Docker has been around for a few years now, it’s mature and stable, but ask anyone using it if they’d allow images built on development workstation to run in production: not gonna happen! The artifact that will serve production traffic will pass through the CI/CD pipelines and pushed to the registry, this is the way of shipping containers. “That’s easy”, you’ll say, “I’ll stick my Dockerfile in the repo and let the build system do the magic!”, but that’s not the whole picture: there are lower layers to pull, tests to be run and only after they succeed you can build the container. So who is going to maintain all of this configurations? Can we store them into the repo too? Yes! With GCB you can write a declarative multi-step workflow that will compile, test and package the code in a container; the container will get immediately pushed to the Google Container Registry too, so it’s ready to be consumed (maybe Kubernetes on GKE?).

A simple application

There is quite a good number of examples in the cloud builder repository but I’d like to create a fresh one with Golang: a random number generator. The app will serve a random integer via HTTP, and you can see the code is very straightforward. Now I want to build a container to run into GCP with confidence so that every time I make a build I will have a new container image tagged with the version and ready to roll it out.

Using GCB

All builds in GCB happen in a container, right now the only engine supported is Docker but more are going to be added. You can leverage Google pre-baked builders or use your own images as builders, in the example I am using Google’s golang-project image to compile and docker to build the final docker image and push it to registry. Note how some environment variables are injected to the container, like PROJECT_ID is your GCP running project as configured via

gcloud auth login
gcloud config set project your-gcp-project
Side note for gophers

The golang-project image does some checks at setup to determine the workspace structure: there need to be a ./src folder or GOPATH must be passed, or the simplest way is to insert a comment next to package main in main.go

Running the build

It’s as easy as executing

gcloud container builds submit --config cloudbuild.yaml .
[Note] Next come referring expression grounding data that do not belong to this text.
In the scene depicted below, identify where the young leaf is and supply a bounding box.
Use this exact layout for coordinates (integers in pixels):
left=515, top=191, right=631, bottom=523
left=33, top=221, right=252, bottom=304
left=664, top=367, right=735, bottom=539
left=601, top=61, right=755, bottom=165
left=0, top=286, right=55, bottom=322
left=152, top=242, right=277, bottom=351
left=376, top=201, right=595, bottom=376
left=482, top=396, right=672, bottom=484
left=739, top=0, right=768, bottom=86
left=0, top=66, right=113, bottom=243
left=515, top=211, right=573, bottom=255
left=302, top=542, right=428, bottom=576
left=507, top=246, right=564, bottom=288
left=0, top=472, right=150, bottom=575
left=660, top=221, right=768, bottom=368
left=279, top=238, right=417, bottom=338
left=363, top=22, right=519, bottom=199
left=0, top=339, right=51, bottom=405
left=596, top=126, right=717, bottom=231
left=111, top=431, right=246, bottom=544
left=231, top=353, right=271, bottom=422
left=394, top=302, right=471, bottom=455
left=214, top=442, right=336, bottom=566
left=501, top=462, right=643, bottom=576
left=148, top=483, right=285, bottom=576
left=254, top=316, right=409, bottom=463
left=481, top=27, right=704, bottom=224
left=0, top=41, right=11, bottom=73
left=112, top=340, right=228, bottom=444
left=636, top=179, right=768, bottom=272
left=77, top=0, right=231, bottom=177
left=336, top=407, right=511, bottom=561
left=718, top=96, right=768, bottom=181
in the root of your project.

See it in action!

As you can see the current folder (. as last parameter) is compressed and shipped to a Cloud Storage random location, then GCB starts the steps listed in the configuration YAML file, running step by step the containers with their arguments.

Conclusion

GCB is fast and very easy to use but for what I’ve been able to test is bound to GCP right now, so if you are willing to deliver a service from Google Cloud and your application is containerized or “cloud native” you have a lightweight build system ready to go, but if you have a private registry or other integrations to do, GCB might still be a too small niche.